La definición de ruptura es imposible entenderla sin destacar el concepto de pareja. Existen muchas definiciones de diversos autores, pero todas destacan en que es una unión de dos personas, dos personas que viven ciertos pasos de forma entrelazada, dos personas que comparten su vida. Por ello, la ruptura de una relación de pareja se puede considerar la propia ruptura de ese vínculo, la división de esa unión.

Cada ruptura es una historia. Cada ruptura es un mundo. El cómo nos afecte depende de muchos factores: de la edad, del tipo de relación que hayamos tenido, del grado de compromiso, de porqué se ha tomado la decisión de terminarla, de las expectativas que tengamos con el proceso y de nuestras propias características personales, entre otras cosas. Cuando terminamos la relación con la que era nuestra pareja, todos los planes de futuro que teníamos –y en los que contábamos con él o ella– se desmoronan, y todas las experiencias vividas se empiezan a añorar. Tenemos que reconstruirnos, tenemos que empezar a volver a ver nuestra vida sin esa persona y acostumbrarnos a avanzar sin ella. Nunca es un proceso fácil.
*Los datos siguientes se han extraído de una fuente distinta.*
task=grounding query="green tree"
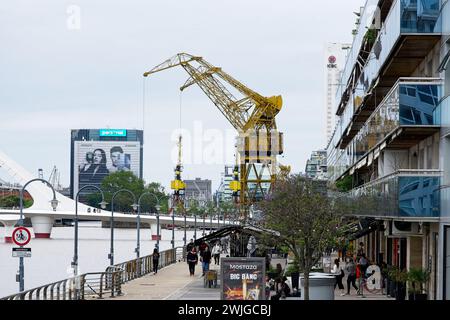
[259,175,348,300]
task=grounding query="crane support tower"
[144,53,283,216]
[170,135,186,213]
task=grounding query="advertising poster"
[74,141,141,194]
[221,258,265,300]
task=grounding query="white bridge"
[0,151,233,242]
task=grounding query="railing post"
[99,273,105,299]
[81,275,85,300]
[63,280,67,300]
[111,272,115,298]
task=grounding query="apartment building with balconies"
[327,0,450,299]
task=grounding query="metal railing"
[0,247,186,300]
[106,247,186,284]
[0,270,122,300]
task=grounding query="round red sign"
[12,227,31,247]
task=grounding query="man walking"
[211,241,222,265]
[201,246,211,276]
[345,258,358,295]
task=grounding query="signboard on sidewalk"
[220,258,266,300]
[12,247,31,258]
[12,227,31,247]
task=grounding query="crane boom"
[144,53,283,212]
[144,53,283,132]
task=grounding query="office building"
[324,43,351,142]
[327,0,450,300]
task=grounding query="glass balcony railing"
[350,170,441,218]
[336,0,442,125]
[351,79,442,163]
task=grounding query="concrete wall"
[442,1,450,34]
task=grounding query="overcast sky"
[0,0,365,188]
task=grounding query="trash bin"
[300,273,336,300]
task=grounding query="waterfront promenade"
[108,262,393,301]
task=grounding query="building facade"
[305,150,328,180]
[70,129,144,200]
[327,0,450,300]
[324,43,351,142]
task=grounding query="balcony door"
[443,226,450,300]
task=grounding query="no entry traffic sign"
[12,227,31,246]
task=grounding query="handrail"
[105,247,186,284]
[0,271,122,300]
[350,169,443,193]
[0,247,190,300]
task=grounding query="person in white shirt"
[211,242,222,265]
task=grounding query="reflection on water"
[0,222,201,297]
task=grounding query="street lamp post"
[217,207,220,230]
[108,189,137,266]
[19,178,58,292]
[183,212,187,247]
[194,213,197,241]
[72,185,107,276]
[135,192,161,259]
[202,211,206,236]
[172,208,175,249]
[209,210,214,234]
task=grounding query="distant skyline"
[0,0,365,191]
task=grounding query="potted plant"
[284,260,300,290]
[389,267,408,301]
[408,268,430,300]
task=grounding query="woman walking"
[186,247,198,277]
[331,259,345,296]
[153,248,159,274]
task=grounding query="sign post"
[221,258,266,300]
[12,227,31,247]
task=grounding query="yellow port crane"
[144,53,283,215]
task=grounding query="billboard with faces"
[74,141,142,195]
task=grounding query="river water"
[0,222,201,298]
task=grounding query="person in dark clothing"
[345,258,358,295]
[271,276,291,300]
[152,248,159,274]
[186,247,198,277]
[201,246,211,275]
[186,239,195,253]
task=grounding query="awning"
[344,218,380,240]
[438,50,450,73]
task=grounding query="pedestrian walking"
[345,258,358,295]
[201,246,211,276]
[211,241,222,265]
[186,247,198,277]
[186,239,195,253]
[152,248,159,274]
[331,259,345,296]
Y este proceso, considerado un duelo, tiene las siguientes etapas: negación, negociación, enojo, depresión y  aceptación.

El duelo, el cual se da al romper una relación, consta de las etapas de negación, negociación, enfado, depresión y, finalmente, aceptación.

Así mismo, se puede dar como consecuencia pérdida de autoestima, pensamientos reiterados y una dificultad general para recuperar el bienestar general.

¿Qué efectos tiene una ruptura en nosotros?

Las rupturas se consideran un factor precipitante de estrés físico y emocional que, de forma curiosa, puede llegar incluso a darse en Síndrome del Corazón Roto, que se define por un falso ataque cardíaco asociado a las rupturas y que, curiosamente, se da de forma mayoritaria en mujeres. Así mismo, se asocia incluso con el cambio del sistema inmune del cuerpo humano.

Aun así, es destacable el hecho de que varios autores asocian el bajo concepto de uno mismo con la dificultad para recuperar el bienestar general después de la ruptura. También, se asocia a esa dificultad la duración de la relación, ya que contra más tiempo hayan pasado juntos, más recuerdos se tienen y más difícil es evitar recordarlos. Sin embargo, las personas se recuperan mucho mejor cuando son quienes toman la determinación de terminar la relación, cuando poseen un buen apoyo familiar/social y cuando se deja de tener contacto con la expareja. Por el contrario, las personas que son dejadas suelen sentir más emociones de depresión, pérdida de autoestima y pensamientos reiterados sobre la situación.

Ante esta situación, existen una serie de pautas que podemos tomar en consideración para sobrellevar mejor el duelo. Llorar cuando lo necesitemos, aceptar los sentimientos que suscita la ruptura, mantener la mente y nuestro tiempo ocupado o no tener contacto con nuestra expareja, son aspectos que se deberán tener en cuenta a la hora de afrontar la ruptura, los cuales explicaremos mejor en las siguientes entradas sobre la ruptura.